Cold Pressor Test: Subjective Pain Ratings

Among women, morphine did not affect subjective ratings of pain as measured by the McGill Pain Questionnaire (data not shown; average sum score=33). In men, morphine also did not decrease ratings of pain (average sum score=39) although pain ratings decreased over the course of the session (Time: F(2,14)=4.7, p≤0.05). Between-group analyses revealed no significant differences in the subjective pain responses between men and women during the CPT.

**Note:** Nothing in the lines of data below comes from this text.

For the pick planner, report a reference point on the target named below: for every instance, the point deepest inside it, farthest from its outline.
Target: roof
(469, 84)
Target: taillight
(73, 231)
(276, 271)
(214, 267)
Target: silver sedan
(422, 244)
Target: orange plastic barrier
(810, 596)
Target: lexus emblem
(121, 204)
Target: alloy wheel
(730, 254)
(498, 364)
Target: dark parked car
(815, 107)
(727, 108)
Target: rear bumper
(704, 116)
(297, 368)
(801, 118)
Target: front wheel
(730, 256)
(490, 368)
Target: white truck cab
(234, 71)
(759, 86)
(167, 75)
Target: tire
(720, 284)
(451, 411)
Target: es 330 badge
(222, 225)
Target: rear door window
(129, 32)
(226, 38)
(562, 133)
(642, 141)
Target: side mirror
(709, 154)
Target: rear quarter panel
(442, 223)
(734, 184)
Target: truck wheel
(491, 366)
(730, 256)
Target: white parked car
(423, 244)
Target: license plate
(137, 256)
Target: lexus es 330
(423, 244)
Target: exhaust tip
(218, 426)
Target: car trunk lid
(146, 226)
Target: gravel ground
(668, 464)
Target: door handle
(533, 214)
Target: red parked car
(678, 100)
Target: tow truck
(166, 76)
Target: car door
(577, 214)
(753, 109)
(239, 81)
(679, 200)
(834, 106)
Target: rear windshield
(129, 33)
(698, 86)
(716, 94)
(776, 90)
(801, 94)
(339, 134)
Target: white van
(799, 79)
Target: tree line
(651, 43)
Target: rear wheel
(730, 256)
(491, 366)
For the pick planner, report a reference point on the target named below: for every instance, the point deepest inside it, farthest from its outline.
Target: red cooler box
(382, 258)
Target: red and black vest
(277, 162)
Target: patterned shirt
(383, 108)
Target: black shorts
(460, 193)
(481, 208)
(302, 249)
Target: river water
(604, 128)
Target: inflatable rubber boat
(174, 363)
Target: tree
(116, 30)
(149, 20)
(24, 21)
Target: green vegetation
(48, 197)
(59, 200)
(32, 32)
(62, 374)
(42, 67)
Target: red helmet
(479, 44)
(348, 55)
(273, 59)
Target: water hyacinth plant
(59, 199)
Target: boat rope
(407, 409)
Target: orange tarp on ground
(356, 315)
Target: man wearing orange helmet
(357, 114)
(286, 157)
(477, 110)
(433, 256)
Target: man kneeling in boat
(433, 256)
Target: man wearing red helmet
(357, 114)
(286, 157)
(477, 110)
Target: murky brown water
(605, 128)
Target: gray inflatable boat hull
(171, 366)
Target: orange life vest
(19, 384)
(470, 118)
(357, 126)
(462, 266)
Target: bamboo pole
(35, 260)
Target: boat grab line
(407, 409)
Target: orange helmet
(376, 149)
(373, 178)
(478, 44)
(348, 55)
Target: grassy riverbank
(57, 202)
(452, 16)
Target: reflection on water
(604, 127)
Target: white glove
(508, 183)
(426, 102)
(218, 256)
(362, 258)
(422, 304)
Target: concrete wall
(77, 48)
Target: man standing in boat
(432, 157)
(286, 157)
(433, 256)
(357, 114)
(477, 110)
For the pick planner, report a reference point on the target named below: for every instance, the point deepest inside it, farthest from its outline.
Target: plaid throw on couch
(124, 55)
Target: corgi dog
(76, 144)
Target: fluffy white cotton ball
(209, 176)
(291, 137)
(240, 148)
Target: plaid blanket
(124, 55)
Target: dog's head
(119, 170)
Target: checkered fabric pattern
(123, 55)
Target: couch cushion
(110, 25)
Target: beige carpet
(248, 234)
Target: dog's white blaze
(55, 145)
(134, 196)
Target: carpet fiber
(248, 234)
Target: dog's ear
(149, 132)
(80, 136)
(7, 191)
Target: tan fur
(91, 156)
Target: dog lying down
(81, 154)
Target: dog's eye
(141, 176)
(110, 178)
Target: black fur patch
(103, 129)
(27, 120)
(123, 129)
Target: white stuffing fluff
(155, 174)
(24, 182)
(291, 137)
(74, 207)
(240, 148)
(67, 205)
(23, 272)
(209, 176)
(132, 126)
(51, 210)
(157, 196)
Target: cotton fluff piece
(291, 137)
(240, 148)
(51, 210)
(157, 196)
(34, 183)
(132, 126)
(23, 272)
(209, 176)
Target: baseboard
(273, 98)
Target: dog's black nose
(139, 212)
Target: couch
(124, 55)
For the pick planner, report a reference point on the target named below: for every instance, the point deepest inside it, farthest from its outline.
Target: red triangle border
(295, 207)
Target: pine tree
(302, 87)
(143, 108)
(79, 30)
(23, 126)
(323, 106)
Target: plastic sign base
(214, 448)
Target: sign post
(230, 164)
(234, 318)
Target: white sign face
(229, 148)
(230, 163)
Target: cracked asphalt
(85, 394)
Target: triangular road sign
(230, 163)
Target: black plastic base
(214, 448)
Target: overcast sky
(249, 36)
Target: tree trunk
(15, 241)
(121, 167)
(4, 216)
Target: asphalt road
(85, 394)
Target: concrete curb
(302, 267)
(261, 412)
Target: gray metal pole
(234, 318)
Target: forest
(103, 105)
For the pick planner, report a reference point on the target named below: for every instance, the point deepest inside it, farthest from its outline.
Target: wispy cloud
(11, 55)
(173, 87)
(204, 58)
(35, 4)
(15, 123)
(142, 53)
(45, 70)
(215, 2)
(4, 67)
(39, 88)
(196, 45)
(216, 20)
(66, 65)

Cold Pressor Test: Physiological Responses

In both men and women, mean systolic/diastolic pressures were higher after cold water immersions compared to warm water (women: mean systolic/diastolic pressures 113/66 and 120/73 mm Hg and men: 119/68 and 134/81). Compared to women, men exhibited significantly greater increases in systolic (Sex: F(1,16)=9.9, p≤0.01) and diastolic (Sex: F(1,16)=5.0, p≤0.05) pressures during the cold water immersions. Men also had higher diastolic pressures during warm water immersions across time (Sex: F(2,32)=4.1, p≤0.05).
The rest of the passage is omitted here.